O encontro, a 12ª COP (Conferência das Partes) da Convenção do Clima da ONU, acontece num momento em que o aquecimento global parece ter ocupado um lugar de destaque no imaginário do público, tanto com o sucesso do filme “Uma Verdade Inconveniente”, do ex-vice-presidente dos EUA Al Gore, quanto com novas evidências de que o fenômeno já está acontecendo e terá impactos econômicos graves.
A última delas foi o relatório divulgado pelo governo britânico na semana passada, que mostra que em 2050 a mudança climática poderá ter reduzido o PIB global em até 20%.
Já passava da hora, diz Steiner, ambientalista que deixou a chefia da IUCN (União Mundial para a Conservação) para assumir o Pnuma em junho.
“Acredito que o mundo perdeu dez anos por não levar a questão das emissões tão a sério.” Esses dez anos “vão nos custar muito”, afirma, porque as emissões de carbono (o principal gás de efeito estufa) cresceram, inclusive em países pobres como a China e a Índia.
Em entrevista à Folha na sede do Pnuma, em Nairóbi, Steiner criticou os ambientalistas e elogiou o programa brasileiro de etanol. Leia a seguir:
FOLHA – Que decisões práticas se pode esperar do evento sobre clima que começa hoje? ACHIM STEINER – Nós estamos em um processo sem precedentes de negociações intensas sobre como lidar com o fenômeno das mudanças climáticas. O encontro em Nairóbi deverá criar as condições para as negociações sobre o que irá acontecer a partir de 2012. Uma questão importante será adaptação. Não há mais dúvida de que mudanças climáticas estão ocorrendo. O ritmo e a escala das alterações são de uma magnitude tão grande que os países têm que aceitar, agora, que o amanhã não será como o ontem e que, da agricultura à infraestrutura, eles precisam pensar em um mundo no qual mudanças climáticas alteraram noções fundamentais sobre o clima. Como se adaptar a essas mudanças é uma questão central em Nairóbi.
FOLHA – Existe a chance de este ser apenas um encontro simbólico? STEINER – O tempo para simbolismos acabou. Este encontro acontece em um momento no qual o reconhecimento das mudanças climáticas atingiu os mais altos níveis. Existe a questão da herança histórica das emissões de carbono dos países industrializados, mas precisamos pensar que o futuro será diferente, porque um país como a China, por exemplo, é hoje o terceiro maior emissor de carbono. Países como o Brasil e a Índia, com uma indústria emergente, são agora parte do problema das emissões. A grande dificuldade em lidar com mudanças climáticas é a implicação econômica do que chamamos mitigação.

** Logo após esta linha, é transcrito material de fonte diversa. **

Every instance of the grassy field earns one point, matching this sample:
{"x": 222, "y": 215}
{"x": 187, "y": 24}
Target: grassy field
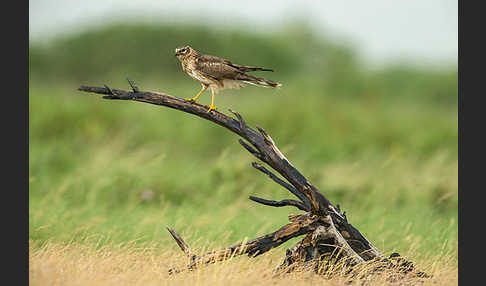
{"x": 106, "y": 177}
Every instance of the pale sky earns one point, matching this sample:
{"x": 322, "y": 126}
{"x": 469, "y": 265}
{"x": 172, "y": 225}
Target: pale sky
{"x": 421, "y": 31}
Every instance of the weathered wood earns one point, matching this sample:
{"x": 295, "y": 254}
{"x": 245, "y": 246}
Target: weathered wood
{"x": 327, "y": 232}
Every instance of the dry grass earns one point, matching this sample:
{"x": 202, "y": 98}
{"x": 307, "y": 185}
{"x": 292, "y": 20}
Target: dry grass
{"x": 78, "y": 264}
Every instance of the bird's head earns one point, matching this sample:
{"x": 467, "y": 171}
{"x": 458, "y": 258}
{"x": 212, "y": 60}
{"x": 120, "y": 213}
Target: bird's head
{"x": 183, "y": 51}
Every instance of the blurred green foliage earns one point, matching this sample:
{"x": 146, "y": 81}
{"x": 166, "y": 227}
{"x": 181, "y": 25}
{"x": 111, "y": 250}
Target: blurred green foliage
{"x": 382, "y": 143}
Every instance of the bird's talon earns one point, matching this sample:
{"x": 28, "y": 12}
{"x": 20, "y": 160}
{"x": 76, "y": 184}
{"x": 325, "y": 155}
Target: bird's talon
{"x": 211, "y": 107}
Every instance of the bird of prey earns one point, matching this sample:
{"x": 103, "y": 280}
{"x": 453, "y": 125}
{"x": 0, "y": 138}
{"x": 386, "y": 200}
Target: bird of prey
{"x": 217, "y": 73}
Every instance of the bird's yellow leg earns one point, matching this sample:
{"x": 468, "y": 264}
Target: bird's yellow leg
{"x": 193, "y": 99}
{"x": 212, "y": 107}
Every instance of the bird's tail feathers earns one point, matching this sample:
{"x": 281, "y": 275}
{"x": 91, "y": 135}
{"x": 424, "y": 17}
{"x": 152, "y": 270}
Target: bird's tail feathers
{"x": 249, "y": 68}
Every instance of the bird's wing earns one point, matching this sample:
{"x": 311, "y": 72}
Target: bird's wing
{"x": 216, "y": 67}
{"x": 241, "y": 68}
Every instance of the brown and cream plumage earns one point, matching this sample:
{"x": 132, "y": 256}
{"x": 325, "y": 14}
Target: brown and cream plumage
{"x": 218, "y": 73}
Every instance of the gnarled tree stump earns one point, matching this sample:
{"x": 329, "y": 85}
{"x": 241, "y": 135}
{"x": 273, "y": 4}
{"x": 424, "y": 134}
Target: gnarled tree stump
{"x": 328, "y": 236}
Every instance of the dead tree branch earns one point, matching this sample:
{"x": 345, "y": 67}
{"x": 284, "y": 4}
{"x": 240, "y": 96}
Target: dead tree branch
{"x": 327, "y": 232}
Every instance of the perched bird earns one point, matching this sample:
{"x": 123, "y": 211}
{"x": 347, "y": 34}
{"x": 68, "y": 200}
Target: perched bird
{"x": 217, "y": 73}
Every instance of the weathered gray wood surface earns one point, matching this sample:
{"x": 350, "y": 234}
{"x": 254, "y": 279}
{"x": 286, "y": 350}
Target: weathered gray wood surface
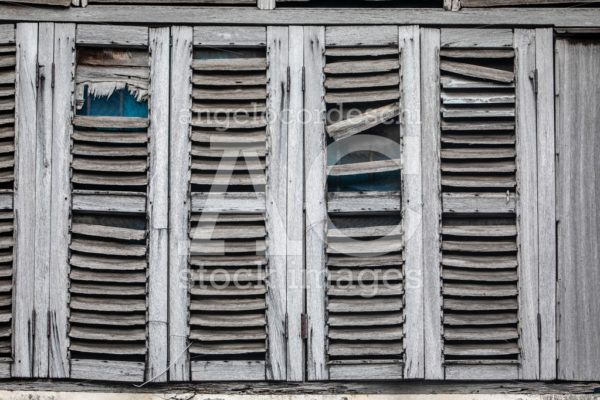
{"x": 7, "y": 33}
{"x": 469, "y": 37}
{"x": 412, "y": 202}
{"x": 345, "y": 36}
{"x": 276, "y": 198}
{"x": 135, "y": 14}
{"x": 25, "y": 154}
{"x": 315, "y": 164}
{"x": 43, "y": 188}
{"x": 295, "y": 209}
{"x": 546, "y": 152}
{"x": 503, "y": 3}
{"x": 158, "y": 205}
{"x": 228, "y": 203}
{"x": 64, "y": 61}
{"x": 432, "y": 208}
{"x": 578, "y": 192}
{"x": 230, "y": 36}
{"x": 109, "y": 202}
{"x": 179, "y": 201}
{"x": 266, "y": 4}
{"x": 527, "y": 204}
{"x": 112, "y": 35}
{"x": 228, "y": 370}
{"x": 363, "y": 202}
{"x": 552, "y": 391}
{"x": 120, "y": 371}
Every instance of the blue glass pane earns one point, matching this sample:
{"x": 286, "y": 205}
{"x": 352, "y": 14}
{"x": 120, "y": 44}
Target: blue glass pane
{"x": 121, "y": 103}
{"x": 383, "y": 182}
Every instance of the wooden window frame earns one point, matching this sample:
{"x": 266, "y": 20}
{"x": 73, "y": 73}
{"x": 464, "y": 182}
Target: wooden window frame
{"x": 535, "y": 210}
{"x": 408, "y": 41}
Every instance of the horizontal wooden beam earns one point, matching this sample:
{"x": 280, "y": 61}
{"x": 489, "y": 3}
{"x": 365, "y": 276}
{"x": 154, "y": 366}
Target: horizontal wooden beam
{"x": 189, "y": 15}
{"x": 125, "y": 390}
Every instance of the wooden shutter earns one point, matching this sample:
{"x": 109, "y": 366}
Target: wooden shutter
{"x": 7, "y": 144}
{"x": 359, "y": 305}
{"x": 228, "y": 204}
{"x": 482, "y": 205}
{"x": 117, "y": 208}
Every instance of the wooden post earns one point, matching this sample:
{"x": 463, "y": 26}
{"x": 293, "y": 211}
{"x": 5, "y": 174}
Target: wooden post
{"x": 179, "y": 209}
{"x": 544, "y": 60}
{"x": 527, "y": 212}
{"x": 315, "y": 164}
{"x": 64, "y": 72}
{"x": 158, "y": 205}
{"x": 295, "y": 208}
{"x": 276, "y": 198}
{"x": 24, "y": 203}
{"x": 412, "y": 203}
{"x": 432, "y": 202}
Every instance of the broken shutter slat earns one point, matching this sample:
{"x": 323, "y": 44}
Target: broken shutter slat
{"x": 158, "y": 205}
{"x": 25, "y": 130}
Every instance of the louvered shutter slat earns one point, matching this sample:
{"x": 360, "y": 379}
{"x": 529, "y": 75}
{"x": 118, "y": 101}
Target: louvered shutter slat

Nairóbi é o último encontro antes de um processo de negociação sobre o que se fará a partir de 2012. Se não for um passo à frente, todo o processo atrasará.
FOLHA – Alguns cientistas dizem que nós atingimos um ponto sem retorno no clima mundial. Ainda é possível evitar o pior? STEINER – Claro que sim. Podemos dizer que em algumas áreas nós atingimos um estágio sem volta ao concluir que as mudanças climáticas irão levar à extinção de algumas espécies e à perda de hábitats. Por causa das variações climáticas, nós não poderemos mais utilizar parte das zonas costeiras que antes considerávamos perfeitamente passíveis de desenvolvimento. Apesar disto, não estamos em um nível no qual o mundo está condenado.

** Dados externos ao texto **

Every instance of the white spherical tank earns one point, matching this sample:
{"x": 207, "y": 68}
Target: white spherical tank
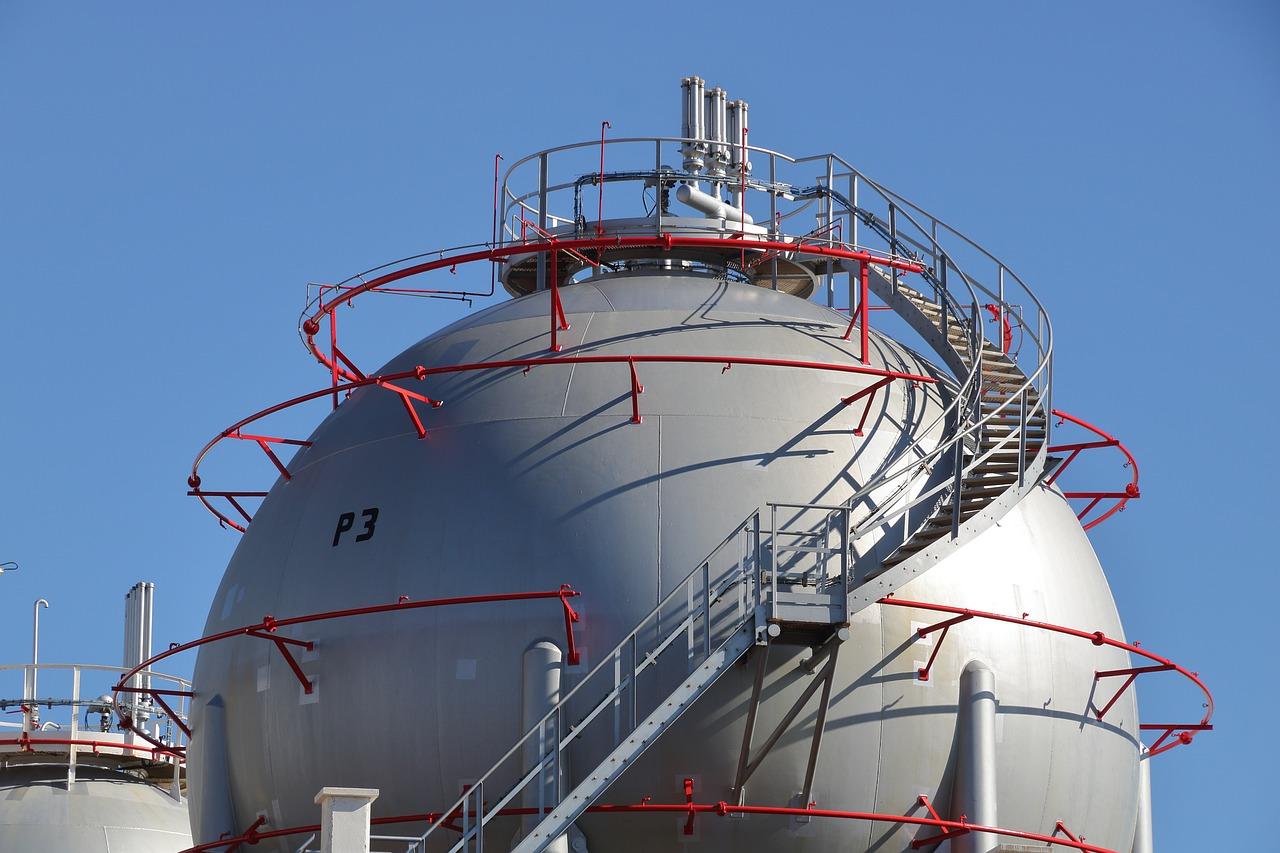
{"x": 664, "y": 552}
{"x": 528, "y": 480}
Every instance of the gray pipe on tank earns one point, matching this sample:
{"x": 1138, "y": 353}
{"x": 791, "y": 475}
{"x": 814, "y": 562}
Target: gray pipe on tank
{"x": 693, "y": 122}
{"x": 1143, "y": 838}
{"x": 215, "y": 815}
{"x": 539, "y": 694}
{"x": 976, "y": 771}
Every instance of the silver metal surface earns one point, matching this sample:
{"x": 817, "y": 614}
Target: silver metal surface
{"x": 977, "y": 789}
{"x": 534, "y": 478}
{"x": 104, "y": 811}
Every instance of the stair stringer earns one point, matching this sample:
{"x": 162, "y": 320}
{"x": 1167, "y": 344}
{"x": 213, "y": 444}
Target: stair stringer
{"x": 625, "y": 755}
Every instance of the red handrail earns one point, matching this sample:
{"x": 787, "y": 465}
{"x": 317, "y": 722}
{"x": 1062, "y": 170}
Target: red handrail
{"x": 1130, "y": 489}
{"x": 268, "y": 628}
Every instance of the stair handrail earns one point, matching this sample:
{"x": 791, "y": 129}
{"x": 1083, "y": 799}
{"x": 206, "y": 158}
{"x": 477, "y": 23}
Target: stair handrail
{"x": 750, "y": 609}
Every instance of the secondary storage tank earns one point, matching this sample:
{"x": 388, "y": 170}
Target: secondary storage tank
{"x": 69, "y": 781}
{"x": 659, "y": 378}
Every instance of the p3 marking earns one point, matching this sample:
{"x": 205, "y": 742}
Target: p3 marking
{"x": 347, "y": 520}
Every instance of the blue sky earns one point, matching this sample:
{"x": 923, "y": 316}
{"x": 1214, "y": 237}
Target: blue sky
{"x": 172, "y": 176}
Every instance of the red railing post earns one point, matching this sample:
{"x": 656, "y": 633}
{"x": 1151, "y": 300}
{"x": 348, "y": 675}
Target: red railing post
{"x": 333, "y": 352}
{"x": 599, "y": 203}
{"x": 862, "y": 309}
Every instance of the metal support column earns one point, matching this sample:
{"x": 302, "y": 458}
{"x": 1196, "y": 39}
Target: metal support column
{"x": 542, "y": 219}
{"x": 976, "y": 769}
{"x": 542, "y": 692}
{"x": 344, "y": 819}
{"x": 1143, "y": 840}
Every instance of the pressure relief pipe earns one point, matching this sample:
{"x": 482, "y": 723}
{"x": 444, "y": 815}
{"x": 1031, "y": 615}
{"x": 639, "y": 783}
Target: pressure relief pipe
{"x": 711, "y": 205}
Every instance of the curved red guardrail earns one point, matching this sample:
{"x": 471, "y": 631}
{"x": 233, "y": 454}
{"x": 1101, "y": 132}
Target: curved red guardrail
{"x": 31, "y": 744}
{"x": 421, "y": 373}
{"x": 341, "y": 368}
{"x": 344, "y": 375}
{"x": 950, "y": 828}
{"x": 1130, "y": 489}
{"x": 268, "y": 628}
{"x": 1175, "y": 734}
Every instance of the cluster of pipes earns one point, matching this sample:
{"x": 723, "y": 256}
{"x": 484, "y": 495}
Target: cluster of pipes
{"x": 714, "y": 133}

FOLHA – Qual a importância da Amazônia para evitar o aquecimento global? STEINER – Por si só, a Amazônia não é a solução. Como “o pulmão da terra”, como já foi chamada, a Amazônia continua a reunir os três elementos mais significantes que o planeta tem, com sua capacidade de seqüestro de carbono, biodiversidade e suas funções regulatórias do clima. O futuro da Amazônia é absolutamente importante, talvez mais do que se pensava há dez ou quinze anos.
FOLHA – Há alguns meses um grupo de empresários ingleses, e mais recentemente um ministro britânico, aventaram a idéia de privatizar a Amazônia como forma de salvá-la do desmatamento. O sr. concorda? STEINER – Três questões fundamentais estão em jogo aqui. A primeira é a soberania. A segunda questão é até que ponto os instrumentos de mercado e esquemas de privatização são a forma mais eficiente de proteger a floresta. Em terceiro lugar, a Amazônia não é apenas um pedaço de terra com árvores em cima. Ela é parte de uma economia, para as comunidades locais, para o setor agrícola brasileiro e até mesmo para toda a economia do país. Eu considero simplista a idéia de “comprar e cercar”. Ela não resolverá o problema. Mas os donos de terra e empresários podem ter um papel importante em expandir as possibilidades de proteger a Amazônia? Claro que sim. Nós aprendemos no século 20 que o sonho ambientalista de proteger os recursos naturais do planeta afastando as pessoas e evitando seu uso é um conceito ultrapassado. Nós precisamos criar soluções mais inteligentes. Há muitas maneiras de usar a Amazônia mantendo a integridade de seu ecossistema.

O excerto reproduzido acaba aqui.